Gregor-Mendel-Institute / bookend

End-guided RNA assembler
MIT License
15 stars 1 forks source link

bookend for usage in nano pore data? #1

Closed hacaoe closed 2 years ago

hacaoe commented 2 years ago

Hey,

I was trying to use the bookend pipeline for nanopore sequencing data and couldn't really get it to work. I was able to generate an elr from my bam files (bookend elr worked), but assemble only returns an empty gtf file (no error reported too). Do you maybe know how this could happen and would it even be recommended to use bookend for Nanopore data?

maschon0 commented 2 years ago

Hello @hacaoe, By default, 'bookend assemble' will not output any incomplete transcript models (they require a start label, and end label, and no gaps). Also by default, 'bookend elr' looks for end information that is embedded in the read name by 'bookend label' upstream.

For Nanopore reads (direct RNA or cDNA), it may be safe to assume all your reads were 5'- and 3'-labeled. If you know this is true, then you can run 'bookend elr -s -e --stranded', where the three additional arguments label every read as containing a start and end tag, and as a strand-specific alignment (forward strand).

If your ELR file contains end labels, 'bookend assemble' should be able to process Nanopore reads. Does remaking the ELR file with these extra arguments resolve the problem?

hacaoe commented 2 years ago

Hey @maschon0,

I tried it with your suggestion, and assemble is now actually running seemingly (before it just output an empty file in around 7 seconds). The issue right now is that, assemble takes a long amount of time or just never gets completed. I ran it on both the terminal (didn't finish after multiple hours and then a crash occured) and my institutes server (assemble has been running for roughly 4 days now there). Do you perhaps know how this could happen?

maschon0 commented 2 years ago

Hi @hacaoe,

The assembly should definitely not take this long! I have a few additional questions about your dataset: 1) How many aligned Nanopore reads are in your BAM file(s)? 2) Are the BAM file(s) sorted by genomic position?

Can you share the first ~200 lines or so of the ELR file(s) that you are using as input to 'bookend assemble'? This will help me get a better idea of what is going wrong.

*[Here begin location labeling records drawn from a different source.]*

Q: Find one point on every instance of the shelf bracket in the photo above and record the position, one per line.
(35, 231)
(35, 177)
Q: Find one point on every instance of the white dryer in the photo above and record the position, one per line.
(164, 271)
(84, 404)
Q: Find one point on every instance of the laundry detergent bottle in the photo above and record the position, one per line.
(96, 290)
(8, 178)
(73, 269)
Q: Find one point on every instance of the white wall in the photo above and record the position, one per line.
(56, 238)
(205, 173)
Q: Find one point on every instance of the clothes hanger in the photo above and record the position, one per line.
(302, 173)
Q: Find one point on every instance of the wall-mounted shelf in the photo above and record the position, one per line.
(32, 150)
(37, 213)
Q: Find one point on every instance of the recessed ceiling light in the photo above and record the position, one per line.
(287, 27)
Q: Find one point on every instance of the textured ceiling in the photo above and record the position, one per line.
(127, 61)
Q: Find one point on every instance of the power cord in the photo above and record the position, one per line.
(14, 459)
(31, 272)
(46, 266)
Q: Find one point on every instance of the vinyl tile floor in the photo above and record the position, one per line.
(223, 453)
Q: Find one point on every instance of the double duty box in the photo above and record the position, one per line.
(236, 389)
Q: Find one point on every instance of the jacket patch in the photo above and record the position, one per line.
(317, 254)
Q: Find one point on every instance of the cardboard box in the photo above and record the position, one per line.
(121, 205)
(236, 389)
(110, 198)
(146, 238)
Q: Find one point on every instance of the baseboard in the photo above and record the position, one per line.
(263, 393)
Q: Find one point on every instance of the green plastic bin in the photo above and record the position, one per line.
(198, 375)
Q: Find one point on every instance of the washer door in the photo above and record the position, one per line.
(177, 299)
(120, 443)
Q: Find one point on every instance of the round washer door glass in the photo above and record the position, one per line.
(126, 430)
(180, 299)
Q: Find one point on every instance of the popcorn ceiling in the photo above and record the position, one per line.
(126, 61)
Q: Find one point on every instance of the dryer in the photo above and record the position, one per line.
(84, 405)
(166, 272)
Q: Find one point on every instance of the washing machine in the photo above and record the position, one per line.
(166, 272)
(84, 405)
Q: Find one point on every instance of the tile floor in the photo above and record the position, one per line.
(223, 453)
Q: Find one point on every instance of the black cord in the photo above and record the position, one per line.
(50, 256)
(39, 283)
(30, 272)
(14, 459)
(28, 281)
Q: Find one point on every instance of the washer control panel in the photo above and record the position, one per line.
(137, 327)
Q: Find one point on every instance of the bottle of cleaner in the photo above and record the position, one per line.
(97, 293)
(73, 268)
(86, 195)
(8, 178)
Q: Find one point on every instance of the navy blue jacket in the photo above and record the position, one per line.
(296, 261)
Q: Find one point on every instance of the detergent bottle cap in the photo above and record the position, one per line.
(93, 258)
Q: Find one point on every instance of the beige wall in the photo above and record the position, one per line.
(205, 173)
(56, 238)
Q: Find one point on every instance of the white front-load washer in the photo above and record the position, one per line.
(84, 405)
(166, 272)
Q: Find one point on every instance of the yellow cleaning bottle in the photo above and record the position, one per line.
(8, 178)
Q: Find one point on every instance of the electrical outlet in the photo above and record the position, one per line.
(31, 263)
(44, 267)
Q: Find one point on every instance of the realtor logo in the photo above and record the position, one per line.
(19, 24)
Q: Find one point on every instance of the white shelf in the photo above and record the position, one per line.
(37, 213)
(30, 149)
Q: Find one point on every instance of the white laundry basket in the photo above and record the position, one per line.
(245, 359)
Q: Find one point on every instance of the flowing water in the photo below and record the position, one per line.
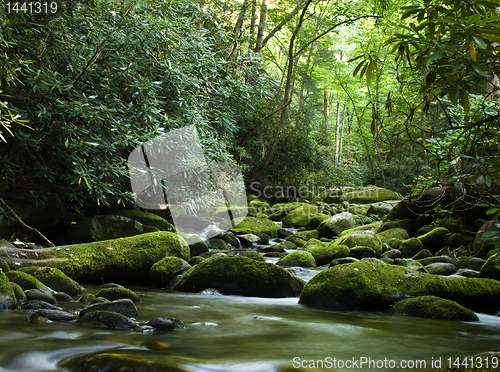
(247, 334)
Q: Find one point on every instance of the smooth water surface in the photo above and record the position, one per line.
(248, 334)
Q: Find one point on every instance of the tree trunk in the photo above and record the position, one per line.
(262, 25)
(286, 101)
(253, 20)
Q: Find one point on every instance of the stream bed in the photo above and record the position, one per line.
(246, 334)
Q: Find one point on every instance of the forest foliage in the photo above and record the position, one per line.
(273, 86)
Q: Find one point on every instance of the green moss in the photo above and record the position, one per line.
(125, 260)
(434, 239)
(373, 285)
(491, 268)
(433, 307)
(27, 281)
(54, 279)
(106, 319)
(240, 276)
(390, 236)
(301, 216)
(116, 293)
(166, 269)
(410, 247)
(18, 293)
(7, 295)
(324, 253)
(146, 218)
(365, 239)
(255, 225)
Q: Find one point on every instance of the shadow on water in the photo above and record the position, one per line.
(232, 333)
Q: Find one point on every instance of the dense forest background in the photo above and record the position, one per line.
(402, 94)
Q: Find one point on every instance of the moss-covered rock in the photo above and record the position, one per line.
(107, 319)
(330, 196)
(18, 293)
(334, 225)
(240, 276)
(54, 279)
(298, 258)
(146, 218)
(254, 225)
(368, 194)
(458, 240)
(117, 293)
(301, 216)
(434, 239)
(410, 247)
(7, 295)
(316, 221)
(410, 225)
(324, 253)
(27, 281)
(434, 308)
(107, 362)
(162, 272)
(126, 260)
(373, 285)
(365, 239)
(390, 236)
(491, 268)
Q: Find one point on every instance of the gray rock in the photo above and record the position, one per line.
(107, 319)
(35, 294)
(54, 315)
(122, 306)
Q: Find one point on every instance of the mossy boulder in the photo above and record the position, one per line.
(254, 225)
(359, 209)
(411, 225)
(126, 260)
(107, 319)
(324, 253)
(54, 279)
(365, 239)
(316, 221)
(146, 218)
(491, 268)
(410, 247)
(330, 196)
(434, 239)
(240, 276)
(458, 240)
(116, 293)
(7, 296)
(27, 281)
(107, 227)
(368, 194)
(301, 216)
(374, 285)
(334, 225)
(18, 293)
(162, 272)
(298, 258)
(434, 308)
(108, 362)
(391, 236)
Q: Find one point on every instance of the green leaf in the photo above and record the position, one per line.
(463, 98)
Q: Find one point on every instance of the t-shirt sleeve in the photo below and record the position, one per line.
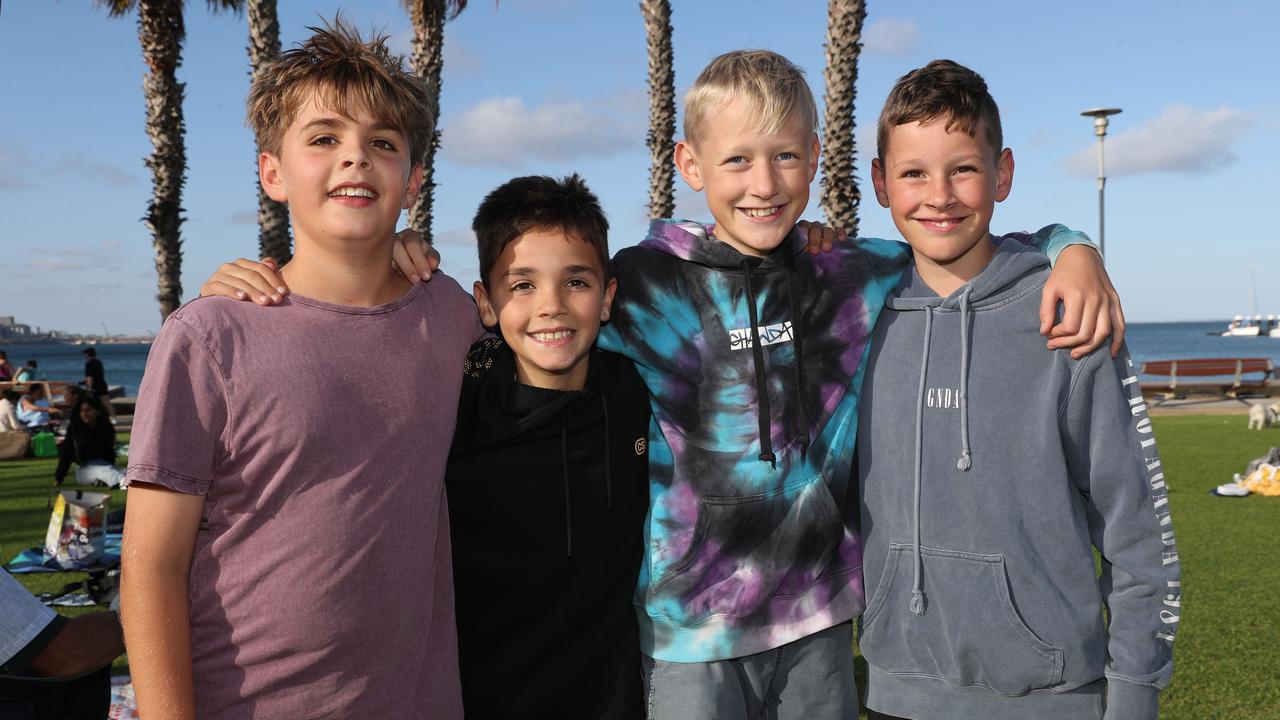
(182, 420)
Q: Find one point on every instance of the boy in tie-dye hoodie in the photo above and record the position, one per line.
(753, 354)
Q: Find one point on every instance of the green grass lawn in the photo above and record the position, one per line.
(1228, 650)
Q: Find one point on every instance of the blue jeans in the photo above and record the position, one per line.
(808, 679)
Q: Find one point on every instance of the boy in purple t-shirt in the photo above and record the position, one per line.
(284, 555)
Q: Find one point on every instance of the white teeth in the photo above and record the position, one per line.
(557, 335)
(352, 192)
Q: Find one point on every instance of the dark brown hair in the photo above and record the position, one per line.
(539, 203)
(941, 90)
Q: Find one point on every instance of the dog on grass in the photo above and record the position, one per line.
(1262, 415)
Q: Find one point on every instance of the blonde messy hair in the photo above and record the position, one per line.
(772, 87)
(337, 68)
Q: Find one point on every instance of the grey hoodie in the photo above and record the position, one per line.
(988, 468)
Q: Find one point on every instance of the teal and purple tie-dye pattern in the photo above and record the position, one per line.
(746, 555)
(752, 542)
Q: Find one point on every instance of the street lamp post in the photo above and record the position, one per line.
(1100, 128)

hacaoe commented 2 years ago

The bam file I am using for bookend elf has 2792411 reads in it and I sorted it via read name (iirc that was required for bookend elr to work). A txt file with the first 200 lines should be attached here w118_200.txt

maschon0 commented 2 years ago

Can you send more lines from this file? I would like to see some read alignments that are below the file header (after the lines beginning with #)

Try running 'bookend elr-sort -o [output_filename] [input_filename]' to sort the ELR file by position, then run assembly on the sorted file. Running assembly with the verbose option (-v) will also help show you the operations it is performing and the number of reads contained in each chunk.

hacaoe commented 2 years ago

Oh assemble works now! Not sorting the elrs via position must have been the issue then. Do you still want to see the rest of the lines? Thanks by the way for the help :) !

hacaoe commented 2 years ago

Ah, it may also be a stupid question, but is it normal that the 2nd column of the gif file just says bookend repeatedly?

maschon0 commented 2 years ago

I'm glad it's working now! Be sure to look through the different arguments for assembly (section 3.4 in the Bookend User Manual). The default settings assume short read RNA-seq data, but you might be able to find more optimal settings for Nanopore reads. I will push an update soon to make 'bookend elr' automatically write a sorted ELR file to avoid future confusion about this.

The second column of a GTF/GFF3 file is for the "source" of the annotation, which is conventionally the "name of the program that generated this feature, or the data source (database or project name)" (see https://ensembl.org/info/website/upload/gff3.html). Following convention, the second column of the file states that the annotation was generated by Bookend. I just noticed that the help text for 'bookend assemble' suggests that you can provide a different --source, but it's currently hardcoded.